This Monday the Zoology department were treated to a stimulating seminar from Dr Alexander Georgiev featuring an insight into the male mating efforts of chimpanzees, the dominance hierarchies of Rhesus macaques, and a fascinating tale of the consequences of one male’s surprisingly assertive strategies.
Dr Alexander Georgiev is currently a lecturer at the Bangor University, having previously researched as a postdoctoral scholar at the University of Chicago and Northwestern University after completing his studies in Human Evolutionary Biology and Anthropology at Harvard University. Dr Georgiev studies primate reproductive ecology, sexual selection and life history strategies.
During Monday’s seminar, Dr Georgiev talked of how his particularly rigorous work on chimpanzees in Kibale national park, Uganda has led to novel insights into the energetic costs of male mating effort in chimpanzees.
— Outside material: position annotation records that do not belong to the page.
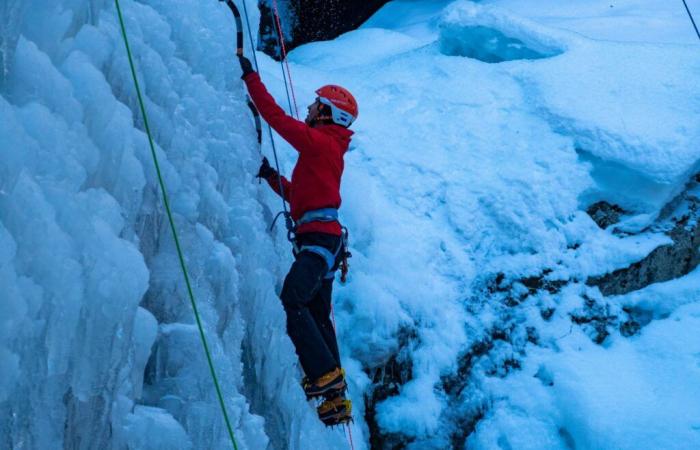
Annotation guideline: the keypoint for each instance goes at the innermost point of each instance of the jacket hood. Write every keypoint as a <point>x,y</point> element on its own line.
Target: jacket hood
<point>341,134</point>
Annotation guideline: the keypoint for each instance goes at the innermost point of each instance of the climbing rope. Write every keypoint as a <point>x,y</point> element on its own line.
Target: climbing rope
<point>280,39</point>
<point>692,20</point>
<point>239,52</point>
<point>173,229</point>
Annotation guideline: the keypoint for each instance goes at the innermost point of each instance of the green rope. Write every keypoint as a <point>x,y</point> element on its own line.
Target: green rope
<point>172,228</point>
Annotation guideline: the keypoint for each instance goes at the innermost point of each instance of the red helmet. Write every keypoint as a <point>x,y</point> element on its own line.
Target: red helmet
<point>343,105</point>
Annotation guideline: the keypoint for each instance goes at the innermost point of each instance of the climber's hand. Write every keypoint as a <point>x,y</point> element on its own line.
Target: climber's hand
<point>246,65</point>
<point>266,171</point>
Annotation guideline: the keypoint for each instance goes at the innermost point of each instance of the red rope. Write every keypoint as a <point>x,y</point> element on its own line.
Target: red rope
<point>284,55</point>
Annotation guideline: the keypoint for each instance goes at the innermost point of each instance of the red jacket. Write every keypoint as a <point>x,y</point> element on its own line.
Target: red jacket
<point>315,180</point>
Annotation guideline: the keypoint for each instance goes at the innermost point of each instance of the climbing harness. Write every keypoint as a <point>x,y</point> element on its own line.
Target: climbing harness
<point>323,215</point>
<point>166,202</point>
<point>692,20</point>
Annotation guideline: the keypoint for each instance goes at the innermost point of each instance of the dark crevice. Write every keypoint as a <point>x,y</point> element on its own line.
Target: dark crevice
<point>305,21</point>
By combining data from the quantification of dietary patterns, measures of physiological markers in male urine, and monitoring of stress-induced cortisol levels, he showed relationships between certain aspects of reproductive costs, male social rank, and female attractiveness.
He then told of his research on male dominance hierarchies in the Cayo Santiago rhesus macaque populations. Although male macaques typically gain the role of alpha male in a non-aggressive queuing system, the unusually assertive strategies of one particular male allowed observations of the costs and benefits of increased male aggression relative to the more passive succession rule.
Dr Georgiev is now studying the physiology of red colobus in Zanzibar, a local population which show striking behavioural and physiological differences to mainland species.
I can safely say that the members of the Oxford Zoology department were captivated by Dr Georgiev’s work and the department are very thankful for him coming and sharing his research with us and wish him all the best in future projects.